As the beach umbrellas pop up along the seaside, I will smear myself with sunscreen, as this is the standard procedure for people with milky coloured thighs left unexposed to the sun during winter. In Australia, the sun is one danger of many to protect yourself from; an Australian doesn’t go to the beach without sunscreen.

Nor does an Ozzie go walking in long grass without boots or ever forget to check their shoes before they put them on to look out for poisonous spiders. Around me, I will witness all of the other women roasting themselves in the sun.

Italian women take an enormous risk during the summer, turning themselves the colour of roast chicken. The tanned look is very fashionable, and according to popular logic, the darker you look, the healthier you are. They are in denial about the existence of skin cancer.

Most women will be in bikinis, and I will be in a whole piece bathing costume complete with shorts to cover myself from the sun and hide my flabby stomach. It’s always strange to see so many women in bikinis, and I love their attitude.

I’ve always been self-conscience about exposing my body at the beach; I’ve never been part of that tall, tanned beach-going Ozzie set. I’ve never spent an entire summer at the beach, neither am I the athletic type.

The conservative Sicilian women usually cover their bodies so carefully and fashionably during the year. Yet, in the summer, they easily strip down without a second thought into the bare minimum of beach attire. They abandon themselves to the ideal bohemian fantasy of summer without looking at themselves in the mirror. And I love them for it.

Sitting in the Sicilian sunshine, either at the beach or walking around, which I find myself for the summer, is tremendously reviving. I look forward to soaking in the heat without burning myself, giving myself new energy and enjoying the moment.

Apart from the sunshine, there is something magical about the waters of the Mediterranean sea.

I swim in the Tyrrhenian Sea, which meets the Mediterranean, touching the coasts of Corsica, Sardinia, Naples, western Italy and out part of northern Sicily.
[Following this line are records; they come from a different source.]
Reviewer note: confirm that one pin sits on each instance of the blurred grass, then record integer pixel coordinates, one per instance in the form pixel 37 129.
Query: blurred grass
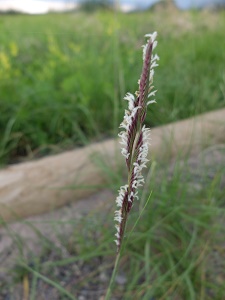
pixel 63 77
pixel 169 254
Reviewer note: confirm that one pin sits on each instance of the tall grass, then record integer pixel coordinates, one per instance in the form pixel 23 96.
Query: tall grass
pixel 63 76
pixel 175 251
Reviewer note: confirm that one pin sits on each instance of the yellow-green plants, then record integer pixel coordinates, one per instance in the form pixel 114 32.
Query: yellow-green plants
pixel 135 142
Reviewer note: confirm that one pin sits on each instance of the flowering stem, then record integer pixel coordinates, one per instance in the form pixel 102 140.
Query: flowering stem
pixel 135 138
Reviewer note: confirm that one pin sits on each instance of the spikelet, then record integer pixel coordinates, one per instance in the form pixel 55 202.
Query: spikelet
pixel 135 137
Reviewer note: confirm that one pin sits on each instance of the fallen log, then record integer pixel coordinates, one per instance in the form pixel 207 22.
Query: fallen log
pixel 39 186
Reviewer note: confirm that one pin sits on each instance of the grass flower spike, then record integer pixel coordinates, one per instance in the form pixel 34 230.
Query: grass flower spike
pixel 135 137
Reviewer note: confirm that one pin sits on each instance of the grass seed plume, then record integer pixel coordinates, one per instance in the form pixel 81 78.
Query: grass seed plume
pixel 135 137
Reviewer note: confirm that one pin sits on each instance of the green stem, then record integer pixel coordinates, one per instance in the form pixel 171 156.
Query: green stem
pixel 115 268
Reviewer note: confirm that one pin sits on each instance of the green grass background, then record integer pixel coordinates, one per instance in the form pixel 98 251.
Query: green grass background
pixel 63 77
pixel 62 81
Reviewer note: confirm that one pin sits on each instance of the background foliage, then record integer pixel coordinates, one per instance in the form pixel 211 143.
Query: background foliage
pixel 63 77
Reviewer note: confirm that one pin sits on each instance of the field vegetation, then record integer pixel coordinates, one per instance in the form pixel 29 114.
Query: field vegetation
pixel 62 81
pixel 63 77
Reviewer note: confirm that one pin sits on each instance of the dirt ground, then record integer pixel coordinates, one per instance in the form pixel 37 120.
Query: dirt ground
pixel 22 237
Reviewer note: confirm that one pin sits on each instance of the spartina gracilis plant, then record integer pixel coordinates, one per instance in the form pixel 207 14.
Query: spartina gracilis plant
pixel 135 138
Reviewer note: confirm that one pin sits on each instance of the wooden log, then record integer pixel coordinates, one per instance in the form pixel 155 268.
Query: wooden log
pixel 39 186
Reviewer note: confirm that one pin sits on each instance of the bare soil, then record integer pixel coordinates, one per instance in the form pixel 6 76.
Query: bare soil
pixel 29 237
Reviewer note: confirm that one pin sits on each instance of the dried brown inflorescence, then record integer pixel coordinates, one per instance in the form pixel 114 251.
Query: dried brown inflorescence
pixel 135 137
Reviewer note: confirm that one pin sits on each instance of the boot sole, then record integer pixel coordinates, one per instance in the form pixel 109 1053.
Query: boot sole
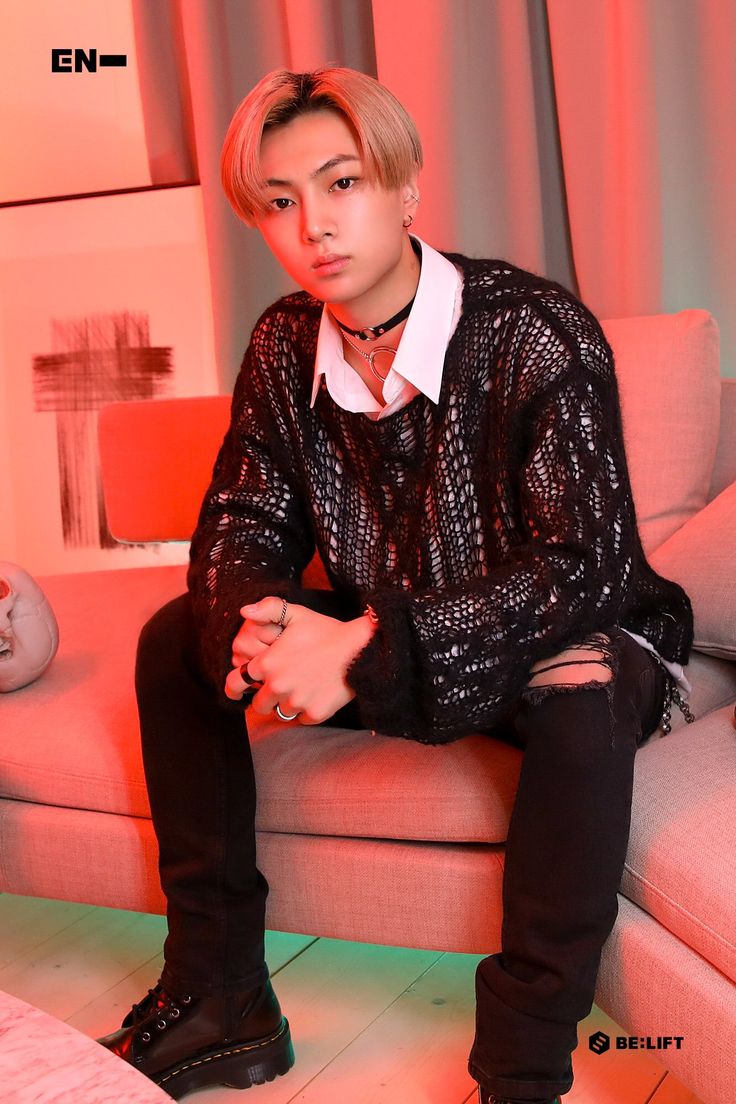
pixel 236 1067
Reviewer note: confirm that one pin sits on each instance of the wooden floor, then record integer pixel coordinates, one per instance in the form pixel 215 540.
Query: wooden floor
pixel 371 1025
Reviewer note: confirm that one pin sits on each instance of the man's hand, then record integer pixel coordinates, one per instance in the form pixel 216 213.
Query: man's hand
pixel 302 668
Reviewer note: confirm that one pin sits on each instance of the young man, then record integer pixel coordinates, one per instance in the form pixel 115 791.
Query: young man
pixel 446 431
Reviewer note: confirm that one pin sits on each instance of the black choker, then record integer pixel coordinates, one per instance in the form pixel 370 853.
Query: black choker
pixel 370 332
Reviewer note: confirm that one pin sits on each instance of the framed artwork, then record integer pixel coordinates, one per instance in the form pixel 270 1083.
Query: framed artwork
pixel 102 299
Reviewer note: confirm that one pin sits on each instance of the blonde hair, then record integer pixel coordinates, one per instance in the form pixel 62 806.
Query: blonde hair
pixel 386 136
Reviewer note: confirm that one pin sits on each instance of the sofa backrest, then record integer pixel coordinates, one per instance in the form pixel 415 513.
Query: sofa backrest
pixel 157 456
pixel 724 469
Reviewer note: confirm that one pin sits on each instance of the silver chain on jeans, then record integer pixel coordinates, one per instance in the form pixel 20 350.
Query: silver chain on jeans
pixel 672 694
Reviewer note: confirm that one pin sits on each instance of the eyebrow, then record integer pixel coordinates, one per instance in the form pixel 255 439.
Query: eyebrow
pixel 323 168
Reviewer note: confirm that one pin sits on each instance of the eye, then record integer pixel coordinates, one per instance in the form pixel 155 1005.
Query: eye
pixel 341 180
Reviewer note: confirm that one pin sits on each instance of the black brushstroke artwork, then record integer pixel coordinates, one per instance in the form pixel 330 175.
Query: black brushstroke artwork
pixel 97 360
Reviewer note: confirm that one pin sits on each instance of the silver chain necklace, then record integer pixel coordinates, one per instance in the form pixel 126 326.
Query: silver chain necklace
pixel 369 357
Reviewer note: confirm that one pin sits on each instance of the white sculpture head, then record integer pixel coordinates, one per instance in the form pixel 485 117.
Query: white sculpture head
pixel 29 633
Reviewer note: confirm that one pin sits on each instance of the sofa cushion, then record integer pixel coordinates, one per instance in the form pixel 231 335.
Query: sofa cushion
pixel 681 862
pixel 72 739
pixel 702 558
pixel 669 375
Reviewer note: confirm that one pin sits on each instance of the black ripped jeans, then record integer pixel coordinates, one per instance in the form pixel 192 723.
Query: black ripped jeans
pixel 564 858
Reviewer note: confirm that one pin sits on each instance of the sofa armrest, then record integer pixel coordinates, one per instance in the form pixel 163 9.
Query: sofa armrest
pixel 701 556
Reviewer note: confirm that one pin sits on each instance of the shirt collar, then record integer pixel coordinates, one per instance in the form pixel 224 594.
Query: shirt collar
pixel 420 353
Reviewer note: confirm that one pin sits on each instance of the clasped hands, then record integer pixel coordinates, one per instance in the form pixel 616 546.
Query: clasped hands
pixel 301 667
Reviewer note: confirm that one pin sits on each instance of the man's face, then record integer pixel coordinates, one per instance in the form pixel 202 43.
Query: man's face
pixel 336 211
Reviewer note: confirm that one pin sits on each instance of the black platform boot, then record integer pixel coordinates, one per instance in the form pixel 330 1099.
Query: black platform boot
pixel 184 1042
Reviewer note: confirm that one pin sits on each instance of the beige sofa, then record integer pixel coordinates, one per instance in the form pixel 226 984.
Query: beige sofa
pixel 384 840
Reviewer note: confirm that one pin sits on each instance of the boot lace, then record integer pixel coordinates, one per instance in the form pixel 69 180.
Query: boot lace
pixel 157 1010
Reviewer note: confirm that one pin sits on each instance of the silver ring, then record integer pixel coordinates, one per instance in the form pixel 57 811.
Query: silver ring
pixel 284 715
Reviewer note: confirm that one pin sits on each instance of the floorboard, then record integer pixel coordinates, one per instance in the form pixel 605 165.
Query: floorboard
pixel 370 1023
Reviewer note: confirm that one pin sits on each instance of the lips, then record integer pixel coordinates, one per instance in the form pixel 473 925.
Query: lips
pixel 328 258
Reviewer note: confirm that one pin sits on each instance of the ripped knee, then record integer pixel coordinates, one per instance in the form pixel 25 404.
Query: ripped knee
pixel 589 661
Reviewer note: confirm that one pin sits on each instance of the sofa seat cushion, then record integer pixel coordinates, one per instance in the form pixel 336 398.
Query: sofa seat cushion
pixel 681 861
pixel 72 739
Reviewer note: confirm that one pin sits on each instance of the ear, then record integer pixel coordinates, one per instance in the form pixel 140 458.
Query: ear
pixel 411 190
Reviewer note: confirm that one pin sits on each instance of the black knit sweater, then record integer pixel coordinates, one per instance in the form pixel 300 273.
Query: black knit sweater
pixel 488 531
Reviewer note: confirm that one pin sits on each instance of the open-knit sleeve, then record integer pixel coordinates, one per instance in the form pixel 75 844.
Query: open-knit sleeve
pixel 448 661
pixel 253 537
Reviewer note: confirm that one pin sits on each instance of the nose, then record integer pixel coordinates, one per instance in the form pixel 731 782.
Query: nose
pixel 316 221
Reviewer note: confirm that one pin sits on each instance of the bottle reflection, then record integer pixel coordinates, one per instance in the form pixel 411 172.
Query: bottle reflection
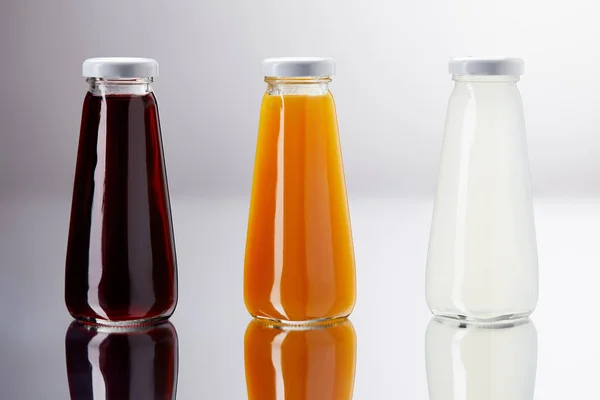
pixel 122 363
pixel 300 364
pixel 493 362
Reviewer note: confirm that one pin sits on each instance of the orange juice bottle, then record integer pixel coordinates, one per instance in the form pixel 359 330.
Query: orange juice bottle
pixel 305 364
pixel 299 265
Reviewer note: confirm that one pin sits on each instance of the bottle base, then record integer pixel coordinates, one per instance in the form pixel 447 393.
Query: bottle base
pixel 299 325
pixel 122 324
pixel 496 321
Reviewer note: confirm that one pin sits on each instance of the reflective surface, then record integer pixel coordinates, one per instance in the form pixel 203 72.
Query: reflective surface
pixel 122 363
pixel 390 319
pixel 490 362
pixel 300 364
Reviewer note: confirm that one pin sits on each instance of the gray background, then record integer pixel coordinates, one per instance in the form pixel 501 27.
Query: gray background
pixel 391 89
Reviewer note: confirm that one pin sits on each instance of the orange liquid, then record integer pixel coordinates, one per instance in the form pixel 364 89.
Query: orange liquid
pixel 315 364
pixel 299 255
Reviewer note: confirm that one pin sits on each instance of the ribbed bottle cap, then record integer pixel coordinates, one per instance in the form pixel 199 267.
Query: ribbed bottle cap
pixel 486 66
pixel 289 67
pixel 120 67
It is a well ferried ancient sea that gets its name from an equally ancient race, the Etruscans, who immigrated from Greece all along the coast of Tuscany. 

The Tyrrhenian is a glorious body of water to bathe in calm, clear, and I suspect with an elevated salt level, as floating on it comes as quickly as taking a breath, even for small panicky children who seem to be easily calmed by its gentle waves. I realise the meditative quality of drifting upon the waters of this tranquil sea, as I always look forward to letting it gently hold me, skimming me atop the waves.

The difference always strikes me even in the sea from the ocean of Australia. Here the waters are warm, calm and shallow. The colour, too, is a contrast to what I’m used to. It starts off a very pale blue and becomes dark aquamarine as it gets deeper, a colour that gives it a sinister quality. I’m used to clear blue water and the constant battering of intense waves of the open ocean. 

The contrast in the landscape is always so striking for me. Driving along any Australian coast, it is always so rugged, rocky and rough. Those who have a home near the Australian beach have to paint their homes every few years because of the salt damage. In contrast, the land near the sea is filled with so much salt that it can never be cultivated.

Instead, the coast along the Tyrrhenian coast is filled with bustling cities and towns. The mountains effortlessly taper down in the more abandoned areas before often reaching a slight stretch of abandoned orchards that gradually meet the tame, almost kind grey stone shoreline.

Here in Sicily, you can have a home by the sea, walk along the beach, then pick lemons from the trees and in the summer gather lettuce in your vegetable garden for lunch, all a few hundred meters from the seaside. The only problems the Sicilian coastline has to contend with are the usual concerns with overpopulation in pollution, litter and erosion of the beaches.

I look forward to floating in the water to letting the motion of the gentle waves take away the building tension of my body, closing my eyes; the splashing sound fills my head, and I breathe in the salty breath of these summer days.

In a certain sense, I am already there.